Ma cos’è un libro digitale? Cosa deve poter fare, in cosa si differenzia da un libro di carta, che cosa ci aspettiamo e pretendiamo che faccia?
Ci si aspetta che abbia le stesse caratteristiche del vecchio libro, perciò bisogna poterlo leggere, annotare, sottolineare, prestare e altro ancora… stranamente una delle caratteristiche che rende la gente più nostalgica è l’odore. Quando parli dell’ebook c’è spesso una reazione di rifiuto: “Io non potrò mai perché i libri mi piace toccarli, mi piace l’odore… ”. Perciò l’ebook, oltre a tutto il resto, dovrà essere gradevole al tatto e avere un buon profumo di carta.
Ma nuove funzioni si aggiungono alle vecchie, come la socializzazione. Il libro diventa qualcosa da condividere, di cui parlare, da leggere insieme, commentare e citare nel social discuss.

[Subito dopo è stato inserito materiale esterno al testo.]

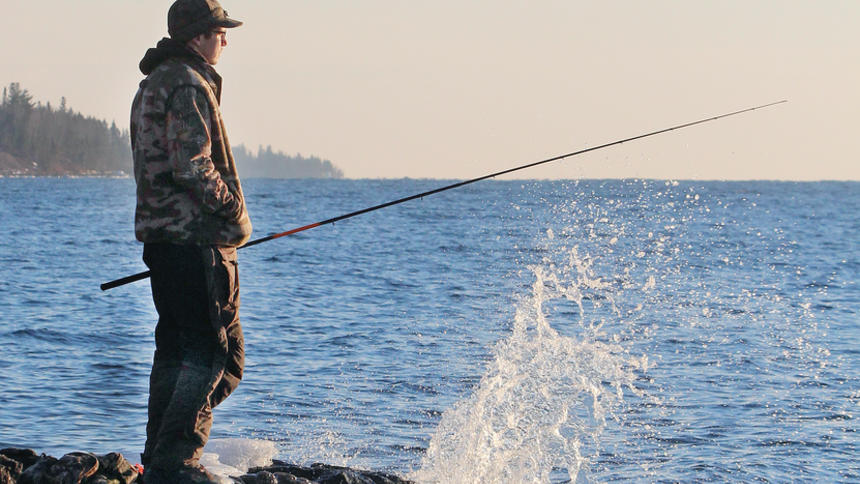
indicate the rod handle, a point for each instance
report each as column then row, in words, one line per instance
column 125, row 280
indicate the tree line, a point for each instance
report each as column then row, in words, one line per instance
column 43, row 140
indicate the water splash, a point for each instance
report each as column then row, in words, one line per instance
column 538, row 412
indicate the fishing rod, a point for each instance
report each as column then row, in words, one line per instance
column 143, row 275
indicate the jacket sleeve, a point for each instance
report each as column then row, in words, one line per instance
column 189, row 148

L’esperienza del libro è sociale e questo aspetto può essere meglio utilizzato e potenziato nell’era dei social network. La componente sociale del condividere una passione è importante.
E poi c’è la caratteristica più evidente e strabiliante: la possibilità di avere un’intera biblioteca su un dispositivo: un lettore che contiene 3.500 libri come niente fosse.
Per avere un’idea della repentinità del cambiamento basti pensare che a New York un anno e mezzo fa di ebook non se ne vedevano (l’iPad neanche esisteva), mentre ora tutti girano con le tavolette.
Altro parametro di repentinità sono i libri di testo. Dal prossimo anno in Italia non si potranno più adottare libri di sola carta: o misti, o solo digitali. Un ultimo raffronto: su Amazon, il più grosso venditore mondiale di ebook che controlla il 76% del mercato americano, nei primi mesi dell’anno c’è stato il sorpasso: vendono 143 ebook per ogni 100 libri di carta.